Federal, state efforts to end balance billing: 4 things to know

As payers and providers battle over reimbursement rates for medical services, balance billing has been a hot topic at both state and national levels.

The practice of balance billing refers to a physician's ability to bill the patient for an outstanding balance after the insurance company submits its portion of the bill. Out-of-network physicians, not bound by contractual, in-network rate agreements, may bill patients for the entire remaining balance.

Balance billing leaves patients with unanticipated medical bills that can have detrimental financial effects.

Here are four things to know about the latest efforts to end balance billing.

1. In Florida, lawmakers recently passed legislation that limits the charges patients receive when they have to use out-of-network medical providers, according to an article published by Consumer Reports. This legislation was submitted to Florida Gov. Rick Scott March 30, and he has 15 days to sign or veto it, the article notes. The bill will automatically become law if the governor does not act.

2. In total, 23 states are currently working toward or already have some consumer protections against balance billing, according to Consumer Reports. That includes Tennessee, where Farm Bureau Health Plans and state Rep. Ron Travis (R-Dayton) are working on legislation aimed at curbing balance billing.

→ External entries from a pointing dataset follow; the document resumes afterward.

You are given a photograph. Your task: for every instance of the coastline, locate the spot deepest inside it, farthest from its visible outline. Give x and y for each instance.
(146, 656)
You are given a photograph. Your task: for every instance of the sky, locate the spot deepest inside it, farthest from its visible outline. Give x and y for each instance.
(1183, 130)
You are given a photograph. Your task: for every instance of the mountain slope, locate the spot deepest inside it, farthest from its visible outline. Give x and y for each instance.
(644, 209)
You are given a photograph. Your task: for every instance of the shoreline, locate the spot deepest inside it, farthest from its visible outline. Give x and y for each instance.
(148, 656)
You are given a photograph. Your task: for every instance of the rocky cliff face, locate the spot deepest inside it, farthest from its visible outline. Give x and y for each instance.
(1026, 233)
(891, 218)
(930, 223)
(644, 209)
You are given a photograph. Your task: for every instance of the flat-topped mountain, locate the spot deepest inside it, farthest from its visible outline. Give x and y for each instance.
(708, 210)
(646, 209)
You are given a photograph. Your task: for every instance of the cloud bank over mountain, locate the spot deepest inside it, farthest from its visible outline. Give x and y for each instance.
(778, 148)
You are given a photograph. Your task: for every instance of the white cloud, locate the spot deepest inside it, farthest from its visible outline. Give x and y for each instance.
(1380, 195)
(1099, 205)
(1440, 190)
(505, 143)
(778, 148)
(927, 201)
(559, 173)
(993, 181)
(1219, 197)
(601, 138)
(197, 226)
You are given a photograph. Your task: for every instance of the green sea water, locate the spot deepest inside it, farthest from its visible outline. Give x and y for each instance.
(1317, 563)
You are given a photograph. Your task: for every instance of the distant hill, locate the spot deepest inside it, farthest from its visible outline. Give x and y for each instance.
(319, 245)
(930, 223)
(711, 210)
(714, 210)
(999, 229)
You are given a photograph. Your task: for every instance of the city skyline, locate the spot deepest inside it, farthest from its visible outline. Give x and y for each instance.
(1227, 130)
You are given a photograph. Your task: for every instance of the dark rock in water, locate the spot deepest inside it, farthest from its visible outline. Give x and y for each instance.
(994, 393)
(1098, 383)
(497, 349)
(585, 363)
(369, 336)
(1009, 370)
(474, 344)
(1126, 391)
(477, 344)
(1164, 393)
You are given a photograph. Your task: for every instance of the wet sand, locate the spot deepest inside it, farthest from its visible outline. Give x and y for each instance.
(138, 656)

3. New York has among the strongest consumer protection laws for out-of-network billing in the nation, according to Consumer Reports. The law requires that patients in emergency medical situations pay no more to out-of-network providers than they would have paid to those that are in-network, according to the publication. Any dispute over medical bills is settled between the insurer and the medical provider.

4. At the federal level, President Barack Obama's budget proposal for 2017 includes a provision aimed at eliminating balance billing and "surprise medical bills." The provision would eliminate the balance billing of privately insured patients by requiring physicians who regularly provide services in hospitals to accept in-network rates for reimbursement, even if they aren't in the insurer's network. Separately, CMS now requires disclosure when an out-of-network physician will be providing services to protect consumers from balance billing in emergency situations, according to Consumer Reports.